TDCS as Augmentation Therapy to Cognitive Training in Mild Dementia

Not Applicable

Not yet recruiting

• Conditions: Major Neurocognitive Disorder
• Interventions: Device: transcranial direct current stimulation

• Registration Number: NCT06559254
• Lead Sponsor: Hospital Authority, Hong Kong

Brief Summary

Due to increase in life expectancy, major neurocognitive disorder (MND) becoming increasingly important as reflected in the increasing number in dementia population, as well as in burden to health care system and to caregiver.

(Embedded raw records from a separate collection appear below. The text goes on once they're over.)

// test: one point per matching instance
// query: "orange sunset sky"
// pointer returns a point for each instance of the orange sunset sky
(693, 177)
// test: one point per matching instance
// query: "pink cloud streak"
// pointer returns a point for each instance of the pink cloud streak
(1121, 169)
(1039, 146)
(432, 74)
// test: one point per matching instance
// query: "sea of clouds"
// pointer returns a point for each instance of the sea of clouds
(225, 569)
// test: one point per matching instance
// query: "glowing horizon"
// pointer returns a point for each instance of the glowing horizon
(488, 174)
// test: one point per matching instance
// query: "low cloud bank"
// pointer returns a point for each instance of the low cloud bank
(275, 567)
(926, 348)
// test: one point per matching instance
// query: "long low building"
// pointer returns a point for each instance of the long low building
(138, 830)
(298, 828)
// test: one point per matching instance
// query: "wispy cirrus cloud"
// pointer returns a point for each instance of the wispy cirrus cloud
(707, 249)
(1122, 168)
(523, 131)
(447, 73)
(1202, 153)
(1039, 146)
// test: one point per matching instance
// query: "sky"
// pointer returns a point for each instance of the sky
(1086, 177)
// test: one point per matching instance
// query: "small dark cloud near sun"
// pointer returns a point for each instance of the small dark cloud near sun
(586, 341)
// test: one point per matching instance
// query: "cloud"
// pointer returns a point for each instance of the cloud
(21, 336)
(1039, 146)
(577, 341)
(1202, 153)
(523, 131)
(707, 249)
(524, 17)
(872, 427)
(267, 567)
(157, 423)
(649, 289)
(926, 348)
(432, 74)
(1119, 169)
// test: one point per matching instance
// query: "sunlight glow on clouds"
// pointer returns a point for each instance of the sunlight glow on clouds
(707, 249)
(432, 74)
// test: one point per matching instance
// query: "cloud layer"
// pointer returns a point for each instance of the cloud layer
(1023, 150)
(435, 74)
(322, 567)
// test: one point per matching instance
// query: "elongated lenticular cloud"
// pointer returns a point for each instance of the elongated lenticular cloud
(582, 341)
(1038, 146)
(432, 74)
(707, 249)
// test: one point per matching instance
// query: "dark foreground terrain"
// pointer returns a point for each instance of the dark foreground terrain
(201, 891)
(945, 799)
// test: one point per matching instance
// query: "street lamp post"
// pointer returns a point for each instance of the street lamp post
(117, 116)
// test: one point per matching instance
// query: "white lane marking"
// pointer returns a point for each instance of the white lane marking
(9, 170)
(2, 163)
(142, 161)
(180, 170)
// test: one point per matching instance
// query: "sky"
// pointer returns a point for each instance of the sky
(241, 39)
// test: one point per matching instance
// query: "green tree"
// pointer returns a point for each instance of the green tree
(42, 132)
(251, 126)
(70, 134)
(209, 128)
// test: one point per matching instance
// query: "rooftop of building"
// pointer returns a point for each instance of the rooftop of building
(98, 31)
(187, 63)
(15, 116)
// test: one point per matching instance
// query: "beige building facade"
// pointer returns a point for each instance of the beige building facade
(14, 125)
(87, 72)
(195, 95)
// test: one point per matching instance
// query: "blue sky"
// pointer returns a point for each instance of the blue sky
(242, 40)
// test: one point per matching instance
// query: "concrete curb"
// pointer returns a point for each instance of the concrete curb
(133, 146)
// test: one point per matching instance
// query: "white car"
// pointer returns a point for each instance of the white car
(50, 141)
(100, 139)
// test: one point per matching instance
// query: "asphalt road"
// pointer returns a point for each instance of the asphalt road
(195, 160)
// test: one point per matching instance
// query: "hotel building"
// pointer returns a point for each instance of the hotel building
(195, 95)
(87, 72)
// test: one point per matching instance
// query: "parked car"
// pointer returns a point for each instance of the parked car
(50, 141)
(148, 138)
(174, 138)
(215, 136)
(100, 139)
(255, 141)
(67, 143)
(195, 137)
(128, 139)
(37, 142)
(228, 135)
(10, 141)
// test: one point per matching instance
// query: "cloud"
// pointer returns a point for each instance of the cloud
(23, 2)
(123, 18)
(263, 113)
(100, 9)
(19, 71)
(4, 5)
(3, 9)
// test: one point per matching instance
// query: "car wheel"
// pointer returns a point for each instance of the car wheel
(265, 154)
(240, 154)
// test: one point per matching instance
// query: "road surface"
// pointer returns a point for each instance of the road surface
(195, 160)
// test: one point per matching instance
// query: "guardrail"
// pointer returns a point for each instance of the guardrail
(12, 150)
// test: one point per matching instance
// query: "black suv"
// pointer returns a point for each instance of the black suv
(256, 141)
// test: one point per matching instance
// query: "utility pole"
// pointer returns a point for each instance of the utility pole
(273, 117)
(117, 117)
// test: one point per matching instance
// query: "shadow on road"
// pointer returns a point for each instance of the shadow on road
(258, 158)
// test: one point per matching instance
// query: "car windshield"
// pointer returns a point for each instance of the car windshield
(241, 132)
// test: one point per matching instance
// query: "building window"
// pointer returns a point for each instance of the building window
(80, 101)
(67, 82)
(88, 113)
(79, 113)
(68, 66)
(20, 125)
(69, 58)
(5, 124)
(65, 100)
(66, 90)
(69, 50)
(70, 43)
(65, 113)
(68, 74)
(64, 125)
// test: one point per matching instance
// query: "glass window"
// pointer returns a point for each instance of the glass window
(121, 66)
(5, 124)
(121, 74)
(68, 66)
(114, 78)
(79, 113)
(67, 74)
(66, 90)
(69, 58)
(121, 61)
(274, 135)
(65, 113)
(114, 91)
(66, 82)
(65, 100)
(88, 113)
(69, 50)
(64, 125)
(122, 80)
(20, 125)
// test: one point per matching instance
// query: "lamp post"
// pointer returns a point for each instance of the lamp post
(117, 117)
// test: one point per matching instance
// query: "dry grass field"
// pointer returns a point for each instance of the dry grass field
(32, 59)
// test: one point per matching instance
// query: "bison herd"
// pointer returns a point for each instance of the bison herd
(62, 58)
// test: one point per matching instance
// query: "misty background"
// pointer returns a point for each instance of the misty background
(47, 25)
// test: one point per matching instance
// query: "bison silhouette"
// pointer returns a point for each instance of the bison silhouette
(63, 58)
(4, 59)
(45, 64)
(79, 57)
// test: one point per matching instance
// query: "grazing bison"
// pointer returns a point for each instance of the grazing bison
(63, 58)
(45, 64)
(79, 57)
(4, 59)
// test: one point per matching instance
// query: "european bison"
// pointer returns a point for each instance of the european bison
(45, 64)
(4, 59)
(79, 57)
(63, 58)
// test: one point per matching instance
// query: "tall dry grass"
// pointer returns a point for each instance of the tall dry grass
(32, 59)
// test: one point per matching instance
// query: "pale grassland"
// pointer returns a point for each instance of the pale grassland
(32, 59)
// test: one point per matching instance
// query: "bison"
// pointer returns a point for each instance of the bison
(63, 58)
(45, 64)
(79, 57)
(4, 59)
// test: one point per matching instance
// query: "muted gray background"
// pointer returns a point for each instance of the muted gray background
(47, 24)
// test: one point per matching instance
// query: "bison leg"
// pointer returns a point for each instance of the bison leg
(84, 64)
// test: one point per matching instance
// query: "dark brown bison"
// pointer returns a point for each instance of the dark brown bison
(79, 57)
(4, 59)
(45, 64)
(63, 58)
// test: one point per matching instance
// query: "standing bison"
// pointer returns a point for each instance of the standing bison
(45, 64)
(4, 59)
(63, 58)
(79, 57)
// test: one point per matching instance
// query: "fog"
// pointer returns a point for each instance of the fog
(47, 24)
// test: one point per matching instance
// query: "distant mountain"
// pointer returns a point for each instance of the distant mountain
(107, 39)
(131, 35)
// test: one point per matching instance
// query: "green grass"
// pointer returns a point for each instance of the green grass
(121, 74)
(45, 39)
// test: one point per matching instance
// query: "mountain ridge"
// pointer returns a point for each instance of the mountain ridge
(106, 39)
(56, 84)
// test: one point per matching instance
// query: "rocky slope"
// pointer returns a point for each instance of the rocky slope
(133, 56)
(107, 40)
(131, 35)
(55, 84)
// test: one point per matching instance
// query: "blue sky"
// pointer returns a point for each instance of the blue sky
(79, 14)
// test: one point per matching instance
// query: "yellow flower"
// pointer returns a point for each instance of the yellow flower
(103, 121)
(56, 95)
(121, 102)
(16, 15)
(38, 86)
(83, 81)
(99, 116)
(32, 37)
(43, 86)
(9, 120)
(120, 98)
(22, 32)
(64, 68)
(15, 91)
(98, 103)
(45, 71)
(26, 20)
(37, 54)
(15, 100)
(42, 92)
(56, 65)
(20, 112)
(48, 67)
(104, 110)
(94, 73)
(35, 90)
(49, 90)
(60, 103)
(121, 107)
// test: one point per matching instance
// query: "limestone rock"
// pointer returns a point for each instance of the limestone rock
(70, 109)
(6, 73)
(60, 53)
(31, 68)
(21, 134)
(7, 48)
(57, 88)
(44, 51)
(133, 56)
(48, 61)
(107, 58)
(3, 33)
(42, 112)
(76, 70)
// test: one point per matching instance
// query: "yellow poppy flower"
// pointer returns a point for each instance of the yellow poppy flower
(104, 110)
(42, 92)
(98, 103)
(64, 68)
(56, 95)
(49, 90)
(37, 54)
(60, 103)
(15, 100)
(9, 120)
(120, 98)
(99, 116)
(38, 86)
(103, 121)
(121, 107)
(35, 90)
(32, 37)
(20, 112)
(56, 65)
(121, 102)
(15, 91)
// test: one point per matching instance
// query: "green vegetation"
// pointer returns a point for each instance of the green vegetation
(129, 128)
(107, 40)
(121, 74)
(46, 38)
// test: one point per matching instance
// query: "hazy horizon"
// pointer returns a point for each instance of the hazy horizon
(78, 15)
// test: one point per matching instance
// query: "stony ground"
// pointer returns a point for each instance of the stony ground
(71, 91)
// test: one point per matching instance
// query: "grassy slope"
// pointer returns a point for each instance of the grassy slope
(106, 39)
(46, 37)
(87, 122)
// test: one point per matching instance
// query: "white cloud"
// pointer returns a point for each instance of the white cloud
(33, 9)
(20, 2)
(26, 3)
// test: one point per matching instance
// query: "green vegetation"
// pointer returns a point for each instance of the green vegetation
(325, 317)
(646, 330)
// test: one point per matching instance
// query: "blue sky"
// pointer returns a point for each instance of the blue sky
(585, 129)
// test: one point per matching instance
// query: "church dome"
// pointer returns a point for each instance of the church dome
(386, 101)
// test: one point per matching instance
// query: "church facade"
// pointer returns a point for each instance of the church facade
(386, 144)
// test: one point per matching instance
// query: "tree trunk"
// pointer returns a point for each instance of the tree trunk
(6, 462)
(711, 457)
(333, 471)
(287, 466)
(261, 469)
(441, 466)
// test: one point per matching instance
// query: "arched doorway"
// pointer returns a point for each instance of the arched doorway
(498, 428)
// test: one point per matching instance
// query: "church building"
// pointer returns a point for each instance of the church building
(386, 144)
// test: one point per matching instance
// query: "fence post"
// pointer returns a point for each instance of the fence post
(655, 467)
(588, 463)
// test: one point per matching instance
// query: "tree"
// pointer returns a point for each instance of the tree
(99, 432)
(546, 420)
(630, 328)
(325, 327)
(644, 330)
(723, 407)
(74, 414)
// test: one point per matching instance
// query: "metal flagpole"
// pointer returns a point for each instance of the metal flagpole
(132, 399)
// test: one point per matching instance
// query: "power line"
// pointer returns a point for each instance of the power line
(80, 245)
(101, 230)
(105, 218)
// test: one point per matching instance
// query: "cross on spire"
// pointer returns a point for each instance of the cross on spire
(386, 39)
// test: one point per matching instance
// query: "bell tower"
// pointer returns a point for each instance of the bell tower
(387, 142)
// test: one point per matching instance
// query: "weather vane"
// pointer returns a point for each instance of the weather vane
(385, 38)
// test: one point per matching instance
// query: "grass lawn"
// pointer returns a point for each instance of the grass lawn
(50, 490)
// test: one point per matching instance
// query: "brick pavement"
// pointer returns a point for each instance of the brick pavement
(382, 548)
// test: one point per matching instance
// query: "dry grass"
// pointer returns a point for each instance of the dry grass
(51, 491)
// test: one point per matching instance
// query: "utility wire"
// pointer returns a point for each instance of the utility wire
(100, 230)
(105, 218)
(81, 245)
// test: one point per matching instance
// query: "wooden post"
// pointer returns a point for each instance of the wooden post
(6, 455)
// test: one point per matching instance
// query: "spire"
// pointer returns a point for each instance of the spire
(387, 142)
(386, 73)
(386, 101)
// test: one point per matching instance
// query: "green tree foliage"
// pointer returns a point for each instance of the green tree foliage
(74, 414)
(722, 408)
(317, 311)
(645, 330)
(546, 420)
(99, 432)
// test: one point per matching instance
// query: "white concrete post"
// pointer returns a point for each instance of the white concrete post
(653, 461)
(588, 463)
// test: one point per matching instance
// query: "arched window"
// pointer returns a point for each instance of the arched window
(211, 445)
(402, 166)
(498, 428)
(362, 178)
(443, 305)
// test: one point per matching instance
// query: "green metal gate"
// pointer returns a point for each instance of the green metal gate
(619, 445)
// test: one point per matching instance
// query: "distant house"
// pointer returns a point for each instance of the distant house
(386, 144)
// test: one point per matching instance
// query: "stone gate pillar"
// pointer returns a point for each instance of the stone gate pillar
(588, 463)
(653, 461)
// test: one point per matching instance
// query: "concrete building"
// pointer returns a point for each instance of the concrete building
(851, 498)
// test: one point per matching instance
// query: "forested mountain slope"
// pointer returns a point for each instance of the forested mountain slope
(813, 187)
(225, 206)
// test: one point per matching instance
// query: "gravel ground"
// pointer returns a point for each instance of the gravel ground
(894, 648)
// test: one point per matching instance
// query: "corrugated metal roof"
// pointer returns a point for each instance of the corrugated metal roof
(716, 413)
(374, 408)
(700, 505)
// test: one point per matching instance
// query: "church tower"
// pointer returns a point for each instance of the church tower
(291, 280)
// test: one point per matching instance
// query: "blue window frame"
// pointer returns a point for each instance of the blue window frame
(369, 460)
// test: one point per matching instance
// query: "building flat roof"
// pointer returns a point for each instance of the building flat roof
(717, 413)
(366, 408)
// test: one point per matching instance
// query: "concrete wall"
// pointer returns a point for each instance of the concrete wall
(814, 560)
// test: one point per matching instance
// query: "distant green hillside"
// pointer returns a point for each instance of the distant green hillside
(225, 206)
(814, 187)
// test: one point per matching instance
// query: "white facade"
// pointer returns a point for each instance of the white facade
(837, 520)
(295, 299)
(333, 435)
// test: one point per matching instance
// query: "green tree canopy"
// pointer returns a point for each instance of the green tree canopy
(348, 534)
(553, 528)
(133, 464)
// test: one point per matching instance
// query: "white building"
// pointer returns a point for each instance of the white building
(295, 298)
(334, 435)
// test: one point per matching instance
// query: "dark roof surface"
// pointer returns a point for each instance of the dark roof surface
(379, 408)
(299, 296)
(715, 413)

Among current treatment, cognitive training has shown to have significant outcome in cognitive impaired patient. But the effect is reported to be small and might not be long-lasting. In consideration of the neuronal excitability effect in tDCS, it may consolidate the effect of cognitive training if used simultaneously. The study will investigate on efficacy of tDCS as combined intervention to cognitive training.

The study aims to investigate the efficacy of 2-week (5 sessions per week) tDCS to augment cognitive training in subjects with MND with clinically mild severity. Patients with diagnosis of MND or dementia from HKWC will be recruited with inclusion and exclusion criteria listed. The eligible participants will be randomized to receive either active intervention (active tDCS) or sham (sham tDCS) as control with cognitive training simultaneously.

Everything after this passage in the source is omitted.